Departments with the most students — ties included
Over a knowledge graph of departments, courses and enrollments, return the name(s) of the department with the maximum number of distinct enrolled students — and every department tied for the top.
ORDER BY … LIMIT 1 silently drops ties; the checker builds graphs where several departments share the maximum, so only a tie-correct query passes.RSA — Wiener's attack
An RSA key was generated with a dangerously small private exponent d < n^0.25/3. Given only the public key (e, n), recover d via the continued-fraction approximation of e/n.
SAT solver: DPLL + CDCL + watched literals
Build a CNF satisfiability solver using DPLL with unit propagation, conflict-driven clause learning, and the two-watched-literals data structure. Return SAT/UNSAT and, when SAT, a model.
SWE-Bench Extension
Pull-request tasks mined from active open-source repositories. The agent works against a real codebase at a real before commit and must reproduce the behaviour of a merged PR — graded by the project's own hidden test suite, exactly as SWE-Bench intends.
Playlist download modifiers
A self-hosted yt-dlp web UI enqueues every entry of a playlist wholesale. Add per-playlist modifiers so a user can download only a chosen slice of a playlist.

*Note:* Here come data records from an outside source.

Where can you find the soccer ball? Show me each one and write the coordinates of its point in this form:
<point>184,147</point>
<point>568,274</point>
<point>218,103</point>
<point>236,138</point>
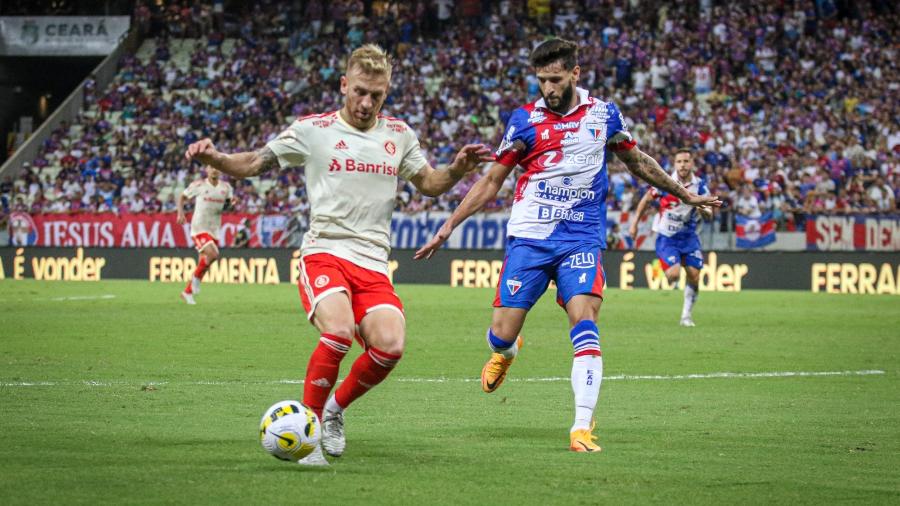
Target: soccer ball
<point>289,430</point>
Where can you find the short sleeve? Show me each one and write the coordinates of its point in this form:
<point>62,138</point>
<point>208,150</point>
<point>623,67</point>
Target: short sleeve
<point>413,160</point>
<point>516,130</point>
<point>193,189</point>
<point>292,145</point>
<point>618,138</point>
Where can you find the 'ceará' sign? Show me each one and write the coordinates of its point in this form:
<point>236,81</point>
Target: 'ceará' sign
<point>61,35</point>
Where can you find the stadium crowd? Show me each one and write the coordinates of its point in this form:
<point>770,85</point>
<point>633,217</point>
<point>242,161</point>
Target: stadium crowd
<point>790,106</point>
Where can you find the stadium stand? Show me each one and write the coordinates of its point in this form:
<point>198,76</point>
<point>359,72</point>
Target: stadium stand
<point>792,103</point>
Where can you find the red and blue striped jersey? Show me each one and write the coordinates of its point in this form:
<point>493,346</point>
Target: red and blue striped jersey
<point>561,195</point>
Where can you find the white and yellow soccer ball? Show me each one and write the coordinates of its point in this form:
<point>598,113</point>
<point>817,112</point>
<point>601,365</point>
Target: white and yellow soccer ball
<point>289,430</point>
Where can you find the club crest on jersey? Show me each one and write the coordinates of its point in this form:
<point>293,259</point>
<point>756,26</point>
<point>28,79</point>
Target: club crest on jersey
<point>569,138</point>
<point>513,285</point>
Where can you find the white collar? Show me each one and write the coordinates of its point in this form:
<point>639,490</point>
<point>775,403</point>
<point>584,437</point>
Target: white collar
<point>583,98</point>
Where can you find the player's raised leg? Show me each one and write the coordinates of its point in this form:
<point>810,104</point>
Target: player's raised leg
<point>504,340</point>
<point>383,330</point>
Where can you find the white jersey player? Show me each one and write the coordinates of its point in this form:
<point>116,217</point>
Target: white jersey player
<point>352,159</point>
<point>211,197</point>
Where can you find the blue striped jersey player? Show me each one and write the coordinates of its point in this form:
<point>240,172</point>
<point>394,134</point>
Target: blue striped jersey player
<point>557,223</point>
<point>676,223</point>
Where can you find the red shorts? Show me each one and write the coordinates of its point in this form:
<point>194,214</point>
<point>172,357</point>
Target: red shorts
<point>322,274</point>
<point>204,238</point>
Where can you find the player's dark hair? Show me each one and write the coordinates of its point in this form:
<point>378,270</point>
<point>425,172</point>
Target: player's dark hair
<point>555,50</point>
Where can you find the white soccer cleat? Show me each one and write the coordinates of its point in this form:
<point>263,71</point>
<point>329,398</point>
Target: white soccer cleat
<point>333,440</point>
<point>316,458</point>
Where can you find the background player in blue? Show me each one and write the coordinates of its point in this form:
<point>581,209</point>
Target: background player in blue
<point>677,242</point>
<point>557,227</point>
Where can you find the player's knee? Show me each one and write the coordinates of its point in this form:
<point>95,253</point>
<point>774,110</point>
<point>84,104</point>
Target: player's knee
<point>393,344</point>
<point>342,330</point>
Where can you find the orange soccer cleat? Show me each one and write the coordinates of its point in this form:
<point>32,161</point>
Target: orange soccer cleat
<point>494,371</point>
<point>582,440</point>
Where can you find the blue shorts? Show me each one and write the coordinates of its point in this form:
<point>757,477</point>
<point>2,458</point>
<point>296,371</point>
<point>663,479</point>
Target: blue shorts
<point>531,264</point>
<point>685,251</point>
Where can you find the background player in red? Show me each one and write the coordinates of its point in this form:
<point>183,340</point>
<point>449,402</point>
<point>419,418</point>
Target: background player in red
<point>212,196</point>
<point>352,159</point>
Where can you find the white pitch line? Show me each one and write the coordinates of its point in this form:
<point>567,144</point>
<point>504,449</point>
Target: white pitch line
<point>63,299</point>
<point>619,377</point>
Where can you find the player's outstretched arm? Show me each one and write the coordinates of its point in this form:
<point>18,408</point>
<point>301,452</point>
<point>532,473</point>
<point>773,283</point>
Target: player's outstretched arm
<point>433,182</point>
<point>238,165</point>
<point>645,167</point>
<point>482,191</point>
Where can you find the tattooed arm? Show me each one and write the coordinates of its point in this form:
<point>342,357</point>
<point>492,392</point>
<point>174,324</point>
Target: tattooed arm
<point>238,165</point>
<point>645,167</point>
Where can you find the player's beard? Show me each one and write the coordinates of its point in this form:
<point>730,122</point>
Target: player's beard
<point>563,106</point>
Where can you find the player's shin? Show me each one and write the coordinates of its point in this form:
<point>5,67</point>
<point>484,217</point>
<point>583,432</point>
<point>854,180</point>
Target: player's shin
<point>322,370</point>
<point>370,369</point>
<point>508,349</point>
<point>587,372</point>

Default transaction isolation level
Today an isolation level must be passed per call. Add a data-source-level default so every transaction on a connection uses it — without threading the argument through each call site.
Add SQL UNION to the QuerySet API
An async Python ORM can filter, order and aggregate a single model, but can't combine queries. Add first-class .union() support that stitches multiple querysets together and returns hydrated model instances.
Toolathlon Extension
End-to-end tasks that evaluate tool-using agents across realistic multi-tool environments — Feishu, DingTalk, e-commerce and exchange-rate APIs, spreadsheet and document toolchains. Each task ships a natural-language instruction, an executable verification harness, and full trajectories capturing tool calls, observations and final answers.

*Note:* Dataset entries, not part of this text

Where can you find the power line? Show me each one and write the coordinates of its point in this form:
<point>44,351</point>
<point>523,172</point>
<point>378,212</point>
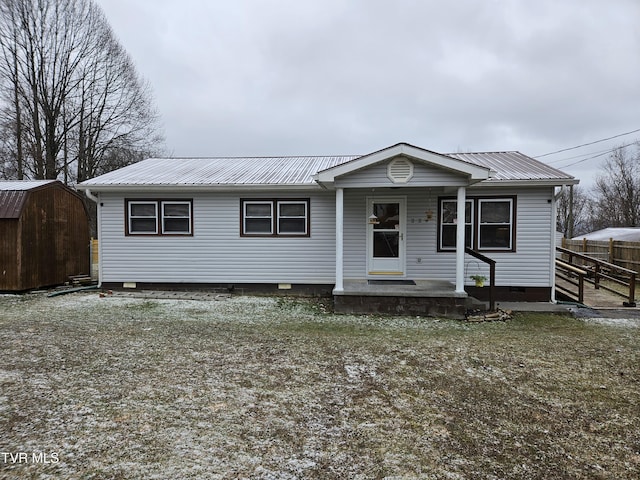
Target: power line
<point>594,154</point>
<point>586,144</point>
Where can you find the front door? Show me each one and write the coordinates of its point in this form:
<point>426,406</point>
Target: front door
<point>385,236</point>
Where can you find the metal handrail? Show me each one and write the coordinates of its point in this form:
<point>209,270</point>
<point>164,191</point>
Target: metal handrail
<point>568,275</point>
<point>492,274</point>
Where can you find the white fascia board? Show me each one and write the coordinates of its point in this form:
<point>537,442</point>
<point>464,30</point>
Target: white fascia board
<point>474,172</point>
<point>197,188</point>
<point>527,183</point>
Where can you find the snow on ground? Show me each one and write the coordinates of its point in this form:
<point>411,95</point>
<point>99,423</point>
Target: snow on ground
<point>280,388</point>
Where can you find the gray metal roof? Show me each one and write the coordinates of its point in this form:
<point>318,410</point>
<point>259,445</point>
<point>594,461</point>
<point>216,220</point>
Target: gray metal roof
<point>512,166</point>
<point>23,184</point>
<point>13,194</point>
<point>291,171</point>
<point>227,171</point>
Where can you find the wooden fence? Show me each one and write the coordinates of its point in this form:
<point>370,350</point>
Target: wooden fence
<point>623,254</point>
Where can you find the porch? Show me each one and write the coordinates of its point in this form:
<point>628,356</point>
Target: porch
<point>403,297</point>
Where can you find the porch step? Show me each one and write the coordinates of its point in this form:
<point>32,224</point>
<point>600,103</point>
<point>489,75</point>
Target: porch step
<point>446,306</point>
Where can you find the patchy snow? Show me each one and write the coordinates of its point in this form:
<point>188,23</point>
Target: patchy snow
<point>615,322</point>
<point>280,388</point>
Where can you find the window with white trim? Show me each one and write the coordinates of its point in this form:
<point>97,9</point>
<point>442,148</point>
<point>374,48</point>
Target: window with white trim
<point>449,224</point>
<point>274,217</point>
<point>159,217</point>
<point>257,218</point>
<point>176,217</point>
<point>489,223</point>
<point>292,217</point>
<point>495,224</point>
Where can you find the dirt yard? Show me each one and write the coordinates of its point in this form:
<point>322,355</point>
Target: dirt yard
<point>251,387</point>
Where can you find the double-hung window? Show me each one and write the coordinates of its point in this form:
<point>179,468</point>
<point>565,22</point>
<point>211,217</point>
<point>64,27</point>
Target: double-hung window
<point>449,223</point>
<point>159,217</point>
<point>489,223</point>
<point>274,217</point>
<point>495,225</point>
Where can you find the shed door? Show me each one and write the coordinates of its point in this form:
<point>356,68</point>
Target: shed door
<point>386,236</point>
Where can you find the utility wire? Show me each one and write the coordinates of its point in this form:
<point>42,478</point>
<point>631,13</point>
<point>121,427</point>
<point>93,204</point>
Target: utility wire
<point>585,144</point>
<point>595,154</point>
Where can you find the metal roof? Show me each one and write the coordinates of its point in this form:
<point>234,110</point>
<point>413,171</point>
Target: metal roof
<point>13,194</point>
<point>228,171</point>
<point>512,166</point>
<point>23,184</point>
<point>291,171</point>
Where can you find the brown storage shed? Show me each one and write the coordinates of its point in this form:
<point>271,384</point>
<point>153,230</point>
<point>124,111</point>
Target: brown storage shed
<point>44,234</point>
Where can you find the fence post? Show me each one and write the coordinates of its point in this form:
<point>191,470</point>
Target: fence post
<point>610,250</point>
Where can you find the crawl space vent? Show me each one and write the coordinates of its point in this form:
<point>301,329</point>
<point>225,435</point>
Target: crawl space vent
<point>400,170</point>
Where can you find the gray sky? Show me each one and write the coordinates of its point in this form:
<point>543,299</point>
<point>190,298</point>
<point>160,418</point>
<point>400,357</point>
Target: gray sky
<point>307,77</point>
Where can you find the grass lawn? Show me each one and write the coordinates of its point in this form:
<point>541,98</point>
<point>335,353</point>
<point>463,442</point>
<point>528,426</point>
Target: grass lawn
<point>267,388</point>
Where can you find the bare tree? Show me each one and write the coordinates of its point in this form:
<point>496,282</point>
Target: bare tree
<point>573,209</point>
<point>71,91</point>
<point>617,191</point>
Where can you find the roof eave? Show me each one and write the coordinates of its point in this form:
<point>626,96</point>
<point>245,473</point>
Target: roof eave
<point>194,187</point>
<point>545,182</point>
<point>475,172</point>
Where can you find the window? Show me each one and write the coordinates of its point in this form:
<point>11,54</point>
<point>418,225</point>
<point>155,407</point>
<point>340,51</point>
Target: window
<point>449,223</point>
<point>258,218</point>
<point>143,218</point>
<point>176,217</point>
<point>489,224</point>
<point>495,225</point>
<point>275,217</point>
<point>159,217</point>
<point>292,218</point>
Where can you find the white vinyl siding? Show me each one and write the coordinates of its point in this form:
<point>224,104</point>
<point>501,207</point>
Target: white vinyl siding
<point>216,252</point>
<point>528,266</point>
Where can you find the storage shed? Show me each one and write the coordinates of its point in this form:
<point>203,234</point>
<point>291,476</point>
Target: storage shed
<point>44,234</point>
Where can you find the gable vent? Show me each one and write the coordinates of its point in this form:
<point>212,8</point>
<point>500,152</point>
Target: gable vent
<point>400,170</point>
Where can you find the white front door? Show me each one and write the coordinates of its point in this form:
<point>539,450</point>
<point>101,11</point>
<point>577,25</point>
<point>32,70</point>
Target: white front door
<point>386,236</point>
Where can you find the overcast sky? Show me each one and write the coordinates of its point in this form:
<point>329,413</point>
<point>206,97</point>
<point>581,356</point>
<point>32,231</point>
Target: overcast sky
<point>307,77</point>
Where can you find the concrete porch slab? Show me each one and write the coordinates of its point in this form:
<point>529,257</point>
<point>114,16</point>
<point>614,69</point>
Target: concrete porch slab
<point>422,288</point>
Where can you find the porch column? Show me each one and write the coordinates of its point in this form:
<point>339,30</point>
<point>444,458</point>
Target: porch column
<point>339,287</point>
<point>460,227</point>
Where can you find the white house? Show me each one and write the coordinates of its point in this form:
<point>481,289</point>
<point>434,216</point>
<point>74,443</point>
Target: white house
<point>333,224</point>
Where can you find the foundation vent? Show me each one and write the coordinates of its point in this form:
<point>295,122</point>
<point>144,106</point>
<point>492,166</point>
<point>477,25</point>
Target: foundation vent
<point>400,170</point>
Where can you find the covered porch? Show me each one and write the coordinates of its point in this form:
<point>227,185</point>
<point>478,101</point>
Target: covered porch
<point>388,259</point>
<point>407,297</point>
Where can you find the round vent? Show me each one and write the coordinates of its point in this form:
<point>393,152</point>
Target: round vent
<point>400,170</point>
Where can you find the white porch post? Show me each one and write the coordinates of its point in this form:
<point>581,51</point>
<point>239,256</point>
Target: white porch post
<point>460,227</point>
<point>339,287</point>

Meeting-room booking via REST API
Acting as an office-admin operator, fulfil four booking requests against a meeting-room REST API — honouring room-assignment rules, training-room flows, blacklists and per-user frequency limits.
Logistics carrier performance report
Using the provided read/write tools over a shipments spreadsheet, compute per-carrier metrics — shipment count, average delivery days (delivered only), on-time rate and return rate — then surface the most reliable and the worst carrier.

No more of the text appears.